Rückmeldung nah an der Arbeitsrealität erhöht die Akzeptanz

Zur Akzeptanz trägt bei, wenn die Beschäftigten möglichst konkret, das heißt nah an ihrer Tätigkeit, um Rückmeldung gebeten werden. „Dabei sollten die Themen nicht nur HR-spezifisch sein“, sagt Antje Haberkorn, Personalgeschäftsführerin der Unternehmensgruppe Dr. Eckert, die unter verschiedenen Marken mehr als 200 Einzelhandelsgeschäfte bundesweit betreibt. „So setzten wir die Tools auf Großveranstaltungen ein, um ein Echtzeit-Feedback zu erhalten, gleichzeitig aber auch die Mitarbeiter in den Filialen zu ihrer Meinung bei Produktveränderungen und Umstellung der Sortimente zu befragen.“

Unsere Mitarbeiter sollten mit Instant Feedback und Pulsbefragungen in Echtzeit an Entscheidungen teilhaben können, sich zeitnah von Kollegen Feedback einholen können, um somit vielfältigste Themen weiterzuentwickeln."
Antje Haberkorn, Geschäftsführerin Personal, Unternehmensgruppe Dr. Eckert GmbH

Das Unternehmen stellte das neue Tool auf einer großen Mitarbeiterversammlung vor. „Bereits während der Veranstaltung konnten die Mitarbeiter Feedback über die Smartphones geben, und die Ergebnisse wurden in Echtzeit präsentiert“, berichtet Haberkorn.
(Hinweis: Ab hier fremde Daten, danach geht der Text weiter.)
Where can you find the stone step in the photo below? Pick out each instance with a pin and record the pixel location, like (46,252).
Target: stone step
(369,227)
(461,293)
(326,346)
Das spielerische Heranführen habe sich bewährt: „Unser Ziel ist es, die Startbeteiligung zu verdoppeln. Diese Aufgabe und damit die Akzeptanz der agilen Feedbackformen wird das Unternehmen auch in den nächsten Jahren beschäftigen. Feedback-Kultur zu etablieren, ist ein langwieriger Prozess, bei dem wir noch ganz am Anfang stehen.“

Feedback in Bewegung: technische Plattformen entwickeln sich stetig weiter

Prozess bedeutet, dass die technische Plattform stetig fortentwickelt wird. Der Handelskonzern Otto Group hat dies umgesetzt, indem er ein Feedback-System „Marke Eigenbau“ einführte. Das Tool „Feedback im Dialog“ komme sehr gut bei den Mitarbeitern an, sagt Stefanie Hirte, verantwortlich für Personalentwicklung und Personalmarketing, weil es „Transparenz schafft und gut für die eigene Weiterentwicklung genutzt werden kann. Wir haben vor kurzem ein weiteres Modul hinzugefügt: Nun können sich auch Kollegen, Product Owner oder Projektleiter ohne disziplinarische Führung gegenseitig Feedback geben, was besonders wichtig für die Zusammenarbeit in Projekten ist.“

Wir haben vor rund zwei Jahren ein eigens entwickeltes Feedback-System eingeführt, um einen regelmäßigen, offenen und fairen Austausch auf Augenhöhe zu fördern. Damit lösten wir das klassische Jahresgespräch ab."
Stefanie Hirte, Bereichsleiterin Personalentwicklung und Personalmarketing, Otto Group

Das klassische Jahresgespräch ist Vergangenheit in der Otto Group. „Ein weiterer Bestandteil dieser nachhaltigen Kulturveränderung in unserem Führungsverständnis ist das Führungsfeedback“, sagt Hirte. „Dieses Instrument nutzen wir zur Beurteilung von Führungskräften in Bezug auf ihre Führungsleistung. Einmal pro Jahr wird jede Führungskraft von ihrem Team bewertet und erhält so individuelle Rückmeldungen.“ Genau wie das Mitarbeiterfeedback enthält das Führungsfeedback eine verpflichtende Selbsteinschätzung – so solle der Dialog auf Augenhöhe fortgeführt werden.